Maciej Żywno o wyborach na marszałka województwa
"Odłóżmy emocje na bok, spróbujmy usiąść z powrotem do stołu i porozmawiać na temat tej sytuacji" - mówił we wtorek (21.12) w rozmowie z Radiem Białystok Maciej Żywno. Wojewoda podlaski był kandydatem PO na stanowisko marszałka województwa. Mimo rekomendacji ze strony przewodniczącego PO, władz regionalnych partii oraz klubu radnych Platformy, przegrał poniedziałkowe tajne glosowanie.
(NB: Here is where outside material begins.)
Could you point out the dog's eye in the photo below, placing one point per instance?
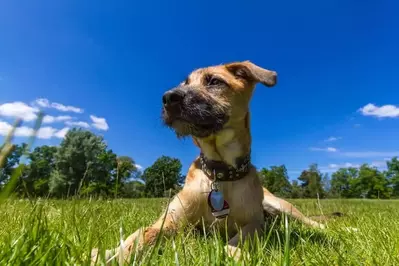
(213, 81)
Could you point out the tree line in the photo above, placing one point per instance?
(83, 165)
Uzyskał poparcie 9 radnych sejmiku województwa. 13 osób było przeciw, a 7 wstrzymało się od głosu.
Zdaniem Macieja Żywny, trzeba spokojnie przeanalizować to, co się stało, by zaproponować dalsze kroki. Problemem może być brak podpisanej konkretnej umowy koalicyjnej pomiędzy PO i PSL. Podpisane zostało jedynie porozumienie wskazujące, że przewodniczący sejmiku pochodzić będzie z PSL, a marszałek z Platformy. Tymczasem ciągle trwa spór - ile i jakie stanowiska w zarządzie województwa obsadzą obie partie.
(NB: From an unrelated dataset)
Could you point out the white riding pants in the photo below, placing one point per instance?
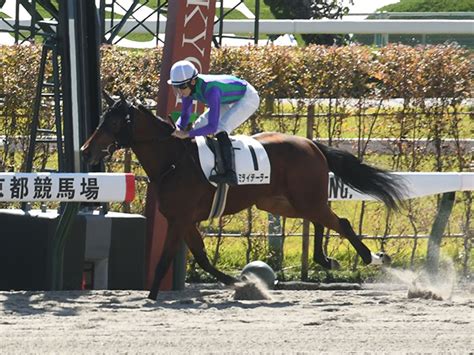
(234, 114)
Maciej Żywno pytany, czy ponownie wystartuje 10 stycznia, kiedy radni powrócą do wyborów marszałka województwa, odpowiedział: "to jest sprawa otwarta, myślę, że najbliższe dni pokażą, co dalej będzie z podlaską Platformą Obywatelską. Po tym, co wydarzyło się wczoraj – przede wszystkim radni Platformy muszą nabrać z powrotem do siebie zaufania". Jak dodaje – "Także ja muszę nabrać zaufania, że na ludzi, z którymi miałbym pracować, mogę liczyć".
Maciej Żywno chce także rozmawiać z Damianem Raczkowskim - szefem regionalnych struktur PO - na temat tego, co zrobił, by poprzeć oficjalnego kandydata partii na marszałka. Obecny wojewoda nie ukrywa, że był związany z poprzednim szefem, Robertem Tyszkiewiczem. Jego kandydowanie miało pogodzić skłócone frakcje w podlaskiej Platformie Obywatelskiej. "Jestem osobą, która zawsze szuka porozumienia" – zadeklarował Maciej Żywno.